Setiap revolusi teknologi dalam sejarah, mulai dari mesin uap, listrik, hingga internet, mereka semua membawa janji kemajuan sekaligus ancaman. Yang membedakan adalah apakah kita cukup bijaksana untuk mengantisipasi risiko sebelum terlambat?
Untuk AI, saatnya bertindak adalah sekarang. Berikut beberapa langkah konkret yang bisa kita ambil:
Pertama, pendidikan etika teknologi harus jadi bagian integral dari kurikulum. Bukan hanya untuk jurusan teknik, tapi juga bisnis, hukum, dan kebijakan publik. Para ilmuwan di masa depan harus dilatih untuk bertanya “seharusnya kita?” sebelum bertanya “bisakah kita?”
Kedua, audit algoritma harus transparan dan dilakukan pihak independen. Sama seperti laporan keuangan perusahaan publik harus diaudit akuntan eksternal, algoritma yang membuat keputusan penting tentang hidup orang harus diaudit oleh auditor independen yang punya akses penuh ke data, model, dan keputusan yang dihasilkan.

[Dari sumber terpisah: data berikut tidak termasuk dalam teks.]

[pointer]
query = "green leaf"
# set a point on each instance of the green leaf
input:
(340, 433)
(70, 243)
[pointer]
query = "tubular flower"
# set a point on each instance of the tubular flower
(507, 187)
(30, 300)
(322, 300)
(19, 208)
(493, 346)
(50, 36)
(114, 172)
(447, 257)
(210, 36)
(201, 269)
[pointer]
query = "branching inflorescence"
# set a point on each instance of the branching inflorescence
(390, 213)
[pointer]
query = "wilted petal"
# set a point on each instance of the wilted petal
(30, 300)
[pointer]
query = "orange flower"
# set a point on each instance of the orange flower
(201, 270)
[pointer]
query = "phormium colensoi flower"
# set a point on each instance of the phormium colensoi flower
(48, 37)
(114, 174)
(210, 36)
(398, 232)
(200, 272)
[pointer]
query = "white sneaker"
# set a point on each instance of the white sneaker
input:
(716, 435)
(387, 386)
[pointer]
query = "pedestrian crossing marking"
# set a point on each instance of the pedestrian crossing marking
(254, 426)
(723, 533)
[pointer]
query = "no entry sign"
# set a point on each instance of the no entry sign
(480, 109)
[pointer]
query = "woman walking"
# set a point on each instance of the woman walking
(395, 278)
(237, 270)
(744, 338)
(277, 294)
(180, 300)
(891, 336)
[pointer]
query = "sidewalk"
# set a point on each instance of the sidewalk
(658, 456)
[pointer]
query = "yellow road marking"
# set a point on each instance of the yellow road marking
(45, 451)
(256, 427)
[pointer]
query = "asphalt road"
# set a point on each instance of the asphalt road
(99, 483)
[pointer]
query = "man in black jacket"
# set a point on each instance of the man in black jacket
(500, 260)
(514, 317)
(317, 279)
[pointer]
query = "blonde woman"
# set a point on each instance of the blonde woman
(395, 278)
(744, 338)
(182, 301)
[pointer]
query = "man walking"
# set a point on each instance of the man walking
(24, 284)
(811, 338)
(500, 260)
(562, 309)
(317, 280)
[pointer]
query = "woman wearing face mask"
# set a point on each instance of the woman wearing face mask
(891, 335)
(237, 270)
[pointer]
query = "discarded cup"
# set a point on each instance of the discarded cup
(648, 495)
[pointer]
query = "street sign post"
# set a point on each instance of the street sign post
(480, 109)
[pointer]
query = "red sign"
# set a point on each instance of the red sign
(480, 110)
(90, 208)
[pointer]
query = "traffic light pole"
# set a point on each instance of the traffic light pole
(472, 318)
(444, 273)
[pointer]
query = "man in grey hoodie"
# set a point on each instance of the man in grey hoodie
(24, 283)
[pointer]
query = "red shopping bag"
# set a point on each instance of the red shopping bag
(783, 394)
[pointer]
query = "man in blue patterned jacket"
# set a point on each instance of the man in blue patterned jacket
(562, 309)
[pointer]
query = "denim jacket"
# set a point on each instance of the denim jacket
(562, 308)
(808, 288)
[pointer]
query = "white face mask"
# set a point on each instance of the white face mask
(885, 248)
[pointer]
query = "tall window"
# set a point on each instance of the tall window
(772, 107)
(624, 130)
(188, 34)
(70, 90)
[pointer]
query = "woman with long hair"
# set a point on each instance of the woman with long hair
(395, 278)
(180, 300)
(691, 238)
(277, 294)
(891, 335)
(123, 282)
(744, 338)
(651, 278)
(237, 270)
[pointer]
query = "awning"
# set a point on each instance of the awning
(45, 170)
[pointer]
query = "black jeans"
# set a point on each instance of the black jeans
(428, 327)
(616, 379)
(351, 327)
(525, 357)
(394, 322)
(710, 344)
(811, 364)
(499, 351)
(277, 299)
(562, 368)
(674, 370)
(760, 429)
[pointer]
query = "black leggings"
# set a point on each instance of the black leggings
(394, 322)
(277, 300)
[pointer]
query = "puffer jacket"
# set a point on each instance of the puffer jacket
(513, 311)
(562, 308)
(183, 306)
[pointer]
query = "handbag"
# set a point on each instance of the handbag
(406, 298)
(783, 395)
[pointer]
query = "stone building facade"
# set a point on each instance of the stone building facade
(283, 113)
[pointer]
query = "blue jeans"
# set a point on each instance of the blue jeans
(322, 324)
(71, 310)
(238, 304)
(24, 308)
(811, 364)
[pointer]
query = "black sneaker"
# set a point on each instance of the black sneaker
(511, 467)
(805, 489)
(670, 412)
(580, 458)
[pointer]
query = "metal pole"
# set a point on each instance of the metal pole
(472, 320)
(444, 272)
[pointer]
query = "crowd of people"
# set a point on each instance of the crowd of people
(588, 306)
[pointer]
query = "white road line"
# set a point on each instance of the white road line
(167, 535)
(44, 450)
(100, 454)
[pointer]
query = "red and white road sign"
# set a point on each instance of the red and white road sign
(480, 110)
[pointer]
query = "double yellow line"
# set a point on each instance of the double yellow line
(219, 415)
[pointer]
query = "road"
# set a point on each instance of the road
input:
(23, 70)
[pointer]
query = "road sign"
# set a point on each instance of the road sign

Ketiga, kita butuh governance global yang inklusif. Nilai-nilai yang tertanam dalam AI tidak boleh hanya mencerminkan Silicon Valley atau Beijing, tapi juga Jakarta, Nairobi, São Paulo. Ini membutuhkan forum global di mana negara-negara berkembang punya suara yang setara.
Keempat, dan mungkin paling penting, kita semua perlu literasi moral digital. Setiap kali kita berinteraksi dengan AI, setiap data yang kita berikan, kita sedang ikut “mengajarinya.” Kita tidak bisa sepenuhnya menyerahkan tanggung jawab kepada teknolog atau regulator. Ini tanggung jawab kolektif.
Hannah Arendt, filsuf yang menyaksikan bangkitnya totalitarianisme di Eropa, pernah menulis tentang “banalitas kejahatan”, sebuah gagasan bahwa kejahatan besar seringkali tidak dilakukan oleh monster, tapi oleh orang-orang biasa yang berhenti berpikir kritis. Mereka sekadar mengikuti prosedur, menjalankan perintah, tanpa mempertanyakan implikasi moral dari tindakan mereka.
Bahaya serupa mengintai di era AI. Ketika kita berhenti bertanya dan menerima output algoritma sebagai kebenaran objektif, ketika kita lupa bahwa di balik setiap keputusan AI ada pilihan-pilihan manusia tentang data mana yang digunakan, bias mana yang diabaikan, dan nilai apa yang diutamakan.
AI boleh semakin pintar dari hari ke hari. Tapi kebijaksanaan, kemampuan membedakan yang benar dari yang salah, yang adil dari yang tidak adil, tetap milik manusia. Teknologi akan terus maju. Tantangan kita adalah: apakah kemanusiaan kita bisa mengimbanginya?